Gateway

An object that encapsulates access to an external system or resource

10 August 2021

Martin Fowler

Interesting software rarely lives in isolation. The software a team writes usually has to interact with external systems, these may be libraries, remote calls to external services, interactions with a database, or with with files. Usually there will be some form of API for that external system, but that API will often seem awkward from the context of our software. The API may use different types, require strange arguments, combine fields in ways that don't make sense in our context. Dealing with such an API can result in jarring mismatches whenever its used.

A gateway acts as a single point to confront this foreigner. Any code within our system interacts with the interface of the gateway, which is designed to work in the terms that our system uses. The gateway then translates this convenient API into the API offered by the foreigner.

While this pattern is widely used (but should be more prevalent), the name "gateway" has not caught on. So while you should expect to see this pattern frequently, there is no widely-used name for it.

How it Works

A gateway is typically a simple wrapper. We look at what our code needs to do with the external system and construct an interface that supports that clearly and directly. We then implement the gateway to translate that interaction to the terms of the external system. This will usually involve translating a familiar function call into what's required by the foreign API, adjusting parameters as needed to make it work. When we get the results, we then transform those into a form that's easily consumable in our code. As our code grows, making new demands on the external system, we enhance the gateway to continue to support its different needs.
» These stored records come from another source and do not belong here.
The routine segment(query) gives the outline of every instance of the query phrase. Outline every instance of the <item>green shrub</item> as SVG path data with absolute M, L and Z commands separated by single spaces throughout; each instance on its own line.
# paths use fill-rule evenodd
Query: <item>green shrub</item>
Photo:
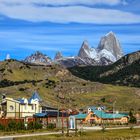
M 48 128 L 48 129 L 54 129 L 55 127 L 56 127 L 56 125 L 53 124 L 53 123 L 49 123 L 49 124 L 47 125 L 47 128 Z
M 0 130 L 4 130 L 4 126 L 0 124 Z
M 29 129 L 29 130 L 34 129 L 34 122 L 29 122 L 29 123 L 28 123 L 28 129 Z
M 28 129 L 32 130 L 32 129 L 41 129 L 42 128 L 42 124 L 39 122 L 29 122 L 28 123 Z
M 8 130 L 16 130 L 17 129 L 17 123 L 16 121 L 12 120 L 8 123 Z

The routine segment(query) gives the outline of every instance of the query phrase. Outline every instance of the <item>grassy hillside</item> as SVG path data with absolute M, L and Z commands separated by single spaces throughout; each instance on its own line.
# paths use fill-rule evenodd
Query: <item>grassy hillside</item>
M 71 73 L 85 80 L 140 87 L 140 51 L 124 56 L 108 66 L 77 66 Z
M 140 109 L 139 88 L 86 81 L 58 65 L 37 66 L 15 60 L 0 62 L 0 94 L 30 97 L 34 90 L 46 104 L 54 107 L 82 108 L 101 104 L 111 109 L 116 100 L 116 109 Z

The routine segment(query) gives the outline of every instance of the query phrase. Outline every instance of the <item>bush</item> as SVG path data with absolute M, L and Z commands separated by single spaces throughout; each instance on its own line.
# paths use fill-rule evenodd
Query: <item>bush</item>
M 28 129 L 29 129 L 29 130 L 34 129 L 34 123 L 33 123 L 33 122 L 29 122 L 29 123 L 28 123 Z
M 18 122 L 16 124 L 16 128 L 17 128 L 17 130 L 24 130 L 25 129 L 24 122 Z
M 17 123 L 16 123 L 16 121 L 13 121 L 13 120 L 10 121 L 8 123 L 7 129 L 8 130 L 16 130 L 17 129 Z
M 39 122 L 29 122 L 28 123 L 28 129 L 32 130 L 32 129 L 42 129 L 42 124 Z
M 0 130 L 4 130 L 4 126 L 0 124 Z
M 56 127 L 56 125 L 53 124 L 53 123 L 49 123 L 49 124 L 47 125 L 47 128 L 48 128 L 48 129 L 54 129 L 55 127 Z

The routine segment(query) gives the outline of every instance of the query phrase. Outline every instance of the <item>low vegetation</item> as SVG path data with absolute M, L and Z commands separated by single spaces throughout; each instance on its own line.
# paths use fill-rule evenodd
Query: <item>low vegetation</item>
M 36 136 L 17 138 L 16 140 L 138 140 L 140 129 L 106 130 L 79 132 L 77 136 L 70 134 L 69 137 L 62 135 Z
M 96 77 L 90 68 L 77 70 L 89 78 Z M 59 65 L 29 65 L 15 60 L 0 62 L 0 93 L 8 97 L 29 98 L 37 90 L 45 103 L 54 107 L 61 108 L 65 104 L 65 107 L 76 109 L 105 105 L 112 109 L 116 101 L 115 110 L 140 110 L 139 88 L 106 85 L 81 78 Z

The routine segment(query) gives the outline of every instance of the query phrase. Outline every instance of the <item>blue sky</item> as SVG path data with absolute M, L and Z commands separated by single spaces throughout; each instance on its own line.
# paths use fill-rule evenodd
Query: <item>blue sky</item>
M 0 0 L 0 60 L 39 50 L 77 55 L 113 31 L 124 53 L 140 50 L 140 0 Z

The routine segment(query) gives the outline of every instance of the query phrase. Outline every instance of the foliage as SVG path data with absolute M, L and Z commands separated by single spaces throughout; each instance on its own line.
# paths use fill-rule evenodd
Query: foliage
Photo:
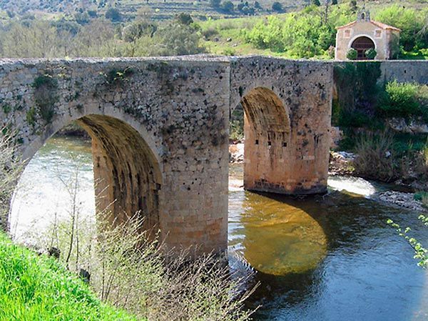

Gateways should only include logic that supports this translation between domestic and foreign concepts. Any logic that builds on that should be in clients of the gateway.

It's often useful to add a connection object to the basic structure of the gateway. The connection is a simple wrapper around the call to the foreign coded. The gateway translates its parameters into the foreign signature, and calls the connection with that signature. The connection then just calls the foreign API and returns its result. The gateway finishes by translating that result to a more digestible form. The connection can be useful in two ways. Firstly it can encapsulate any awkward parts of the call to the foreign code, such as the manipulations needed for a REST API call. Secondly it acts as a good point for inserting a Test Double.

When to Use It

I use a gateway whenever I access some external software and there is any awkwardness in that external element. Rather than let the awkwardness spread through my code, I contain to a single place in the gateway.

Using a gateway can make a system much easier to test by allowing the test harness to stub out the gateway's connection object. This is particularly important for gateways that access remote services, as it can remove the need for a slow remote call. It's essential for external systems that need to supply canned data for testing but aren't designed to do so. I would use a gateway here, even if the external API is otherwise okay to use (in which case the gateway would only be the connection object).

Another virtue of a gateway is that it makes much easier to swap out an external system for another, should that happen. Similarly should an external system change its API or returned data, a gateway makes it much easier to adjust our code since any change is confined to a single place. But although this benefit is handy, its hardly ever a reason to use a gateway, since just encapsulating the foreign API is justification enough.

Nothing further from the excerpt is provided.